Wednesday, October 14, 2015

MKL and C# for dummies (Part 1)


Introduction

It is time to boost my application! A computational program that resolve linear systems of sparse matrices and other algebra calculations.

Until now, I implemented all the algorithms myself in c#, searching on internet or in math books, I parallelize also some of these, by the way the performance in some cases remains very slow.

After a research on internet, I decide to adopt the Intel Math Kernel Library (MKL). It comes with Intel “Parallel Studio XE” for commercial solutions. Intel  MKL  is  built  using  the  Intel®  C++  and  Fortran  Compilers  and  threaded  using  OpenMP*.  Its  algorithms  are constructed  to  balance  data  and  tasks  for  efficient  use  of  multiple  cores  and processors.

MKL is written in C++, and Fortran too, so you can have the sources, but it provides also dlls, already compiled x86 and x64, that can be used in other languages like C#. The main difficulties is to declare the functions on C# because: or you find examples, or you have to become an expert of marshalling with c#.

What is Marshaling?

Marshaling is the process of creating a bridge between managed code and unmanaged code; it is the homer that carries messages from the managed to the unmanaged environment and reverse. It is one of the core services offered by the CLR (Common Language Runtime.)

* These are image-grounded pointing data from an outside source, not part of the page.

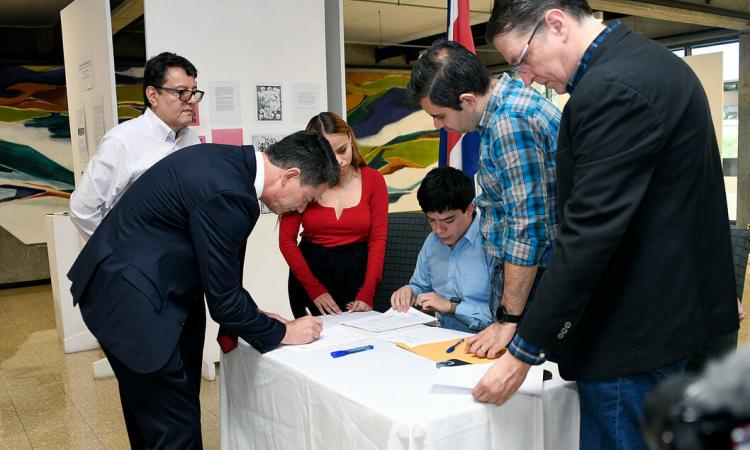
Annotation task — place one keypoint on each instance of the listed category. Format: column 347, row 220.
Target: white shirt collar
column 260, row 174
column 168, row 134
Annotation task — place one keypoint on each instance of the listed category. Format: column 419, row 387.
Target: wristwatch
column 503, row 317
column 454, row 303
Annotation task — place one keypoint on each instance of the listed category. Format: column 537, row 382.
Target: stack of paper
column 330, row 337
column 462, row 379
column 391, row 320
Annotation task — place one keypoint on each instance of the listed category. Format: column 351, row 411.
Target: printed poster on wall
column 305, row 101
column 268, row 102
column 226, row 103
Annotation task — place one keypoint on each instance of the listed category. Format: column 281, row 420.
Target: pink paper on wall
column 196, row 115
column 231, row 136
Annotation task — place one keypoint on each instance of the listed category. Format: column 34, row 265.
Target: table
column 378, row 399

Because much of the types in unmanaged environment do not have counterparts in managed environment, you need to create conversion routines that convert the managed types into unmanaged and vice versa; and that is the marshaling process.
As a refresher, we call .NET code “managed” because it is controlled (managed) by the CLR. Other code that is not controlled by the CLR is called unmanaged.

Why Marshaling?
You already know that there is no such compatibility between managed and unmanaged environments. In other words, .NET does not contain such types HRESULT, DWORD, and HANDLE that exist in the realm of unmanaged code. Therefore, you need to find a .NET substitute or create your own if needed. That is what called marshaling.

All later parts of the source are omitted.